NEW HAVEN, Conn. (Project Syndicate) — In what could well be a final act of desperation, central banks are abdicating effective control of the economies they have been entrusted to manage. First came zero interest rates, then quantitative easing, and now negative interest rates — one futile attempt begetting another.
Just as the first two gambits failed to gain meaningful economic traction in chronically weak recoveries, the shift to negative rates will only compound the risks of financial instability and set the stage for the next crisis...
This could be the greatest failure of modern central banking...
...most major central banks are clinging to the false belief that there is no difference between the efficacy of the conventional tactics of monetary policy — driven by adjustments in policy rates above the zero bound — and unconventional tools such as quantitative easing and negative interest rates...
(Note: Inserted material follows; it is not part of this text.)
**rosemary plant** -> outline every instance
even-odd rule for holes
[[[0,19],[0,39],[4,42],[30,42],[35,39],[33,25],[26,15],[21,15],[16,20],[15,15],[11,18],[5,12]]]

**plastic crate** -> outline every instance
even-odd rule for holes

Two serious complications have arisen from this approach.
The first is that central banks have ignored the risks of financial instability.
Drawing false comfort from low inflation, overly accommodative monetary policies have led to massive bubbles in asset and credit markets, resulting in major distortions in real economies. When the bubbles burst and pushed unbalanced economies into balance-sheet recessions, inflation-targeting central banks were already low on ammunition — taking them quickly into the murky realm of zero policy rates and the liquidity injections of quantitative easing.
Second, politicians, drawing false comfort from frothy asset markets, were less inclined to opt for fiscal stimulus — effectively closing off the only realistic escape route from a liquidity trap. Lacking fiscal stimulus, central bankers keep upping the ante by injecting more liquidity into bubble-prone financial markets — failing to recognize that they are doing nothing more than “pushing on a string” as they did in the 1930s.
The shift to negative interest rates is all the more problematic. Given persistent sluggish aggregate demand worldwide, a new set of risks is introduced by penalizing banks for not making new loans. This is the functional equivalent of promoting another surge of “zombie lending” — the uneconomic loans made to insolvent Japanese borrowers in the 1990s.
Central banking, having lost its way, is in crisis. Can the world economy be far behind?